Erasmus+ Studium Europa
Noah war in Glasgow
Noah studiert Physik im Bachelor an der Universität Bonn und berichtet von seiner Zeit als Erasmus-Studierender an der University of Glasgow in Schottland.
Für neun Monate wurde Glasgow zu meinem zweiten Zuhause: Ich wohnte in einer kleinen WG nahe dem Studentenviertel West End und fuhr jeden Morgen durch den dunstigen Nebel zur Uni. Mit einer Mischung von historisch-anmutenden Instituten sowie den modernsten Wissenschaftszentren, die ich je gesehen habe, ist das Einzige, was der Uni wirklich fehlt, eine günstige Mensa! Meine Physikmodule bereiteten mir zum großen Teil Freude und durch die im Vergleich niedrigen Leistungsanforderungen im Studium, fand ich die Zeit um den Schach-Club, einen Chor und ein Freiwilligenprojekt für mich zu entdecken.

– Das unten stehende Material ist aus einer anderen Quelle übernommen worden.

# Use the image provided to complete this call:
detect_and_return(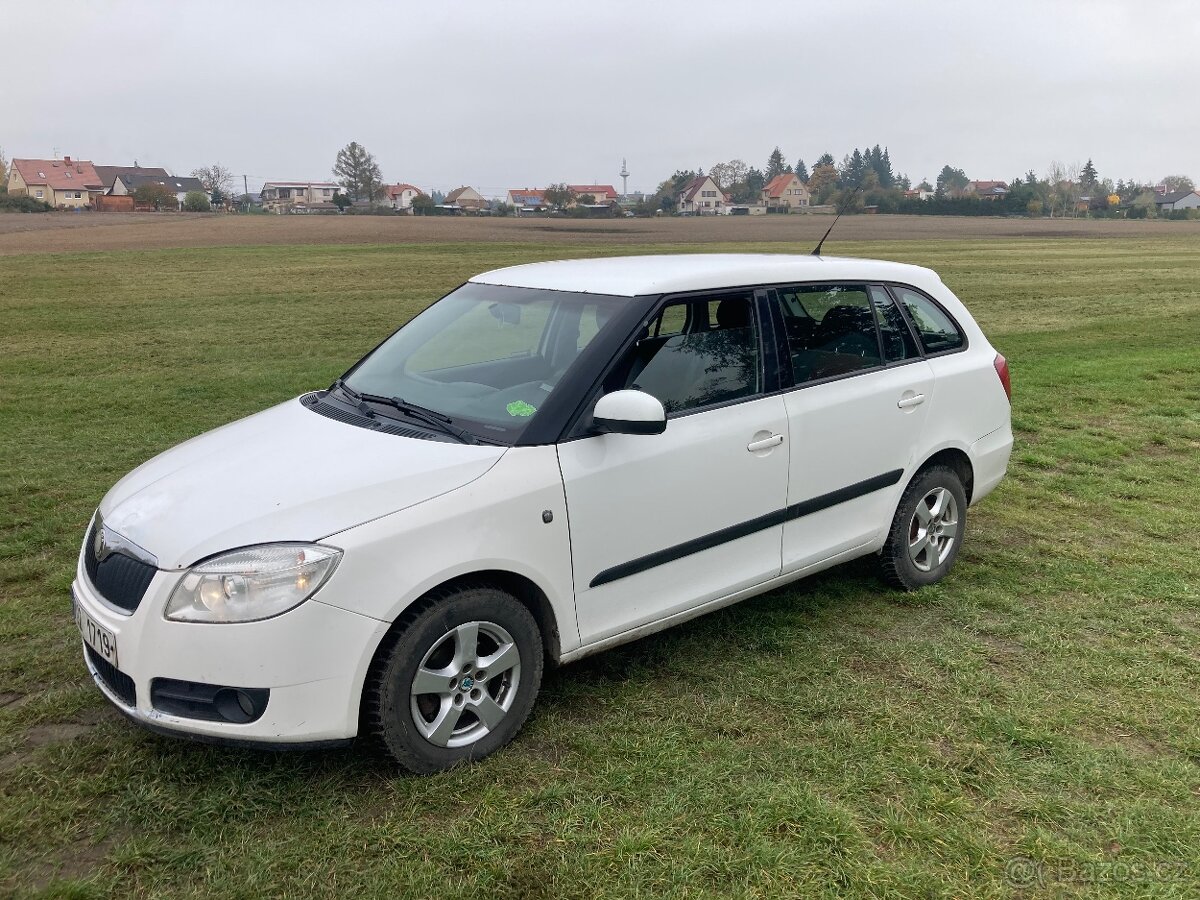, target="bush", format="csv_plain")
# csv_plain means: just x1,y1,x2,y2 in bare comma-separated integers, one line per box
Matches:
1126,205,1147,219
183,191,211,212
0,193,53,213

Sicherlich war es anstrengend an einem zunächst fremden Ort, weit weg von Zuhause, einen neuen sozialen Kreis zu errichten, doch der Mut auf andere Studenten zuzugehen wurde immer mit einem spannenden Gespräch und so mancher neuen Freundschaft belohnt!

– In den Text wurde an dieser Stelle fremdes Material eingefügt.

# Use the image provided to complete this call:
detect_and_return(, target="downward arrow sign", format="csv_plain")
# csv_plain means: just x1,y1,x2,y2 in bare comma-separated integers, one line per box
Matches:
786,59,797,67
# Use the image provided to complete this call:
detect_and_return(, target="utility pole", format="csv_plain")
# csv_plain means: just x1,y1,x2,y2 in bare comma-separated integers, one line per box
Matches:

Über die Semester hinweg versuchte möglichst viel von der schottischen Kultur und Natur einzufangen, indem ich Wanderungen, Konzertbesuche oder Urlaube mit Freunden aus Schottland und Deutschland unternahm. Doch noch wertvoller als den Tourismus schätze ich heute die Erinnerung daran, wie ich den Alltag in einer fremden Kultur erleben durfte und über das Jahr ein Stück weit Teil dieser wurde.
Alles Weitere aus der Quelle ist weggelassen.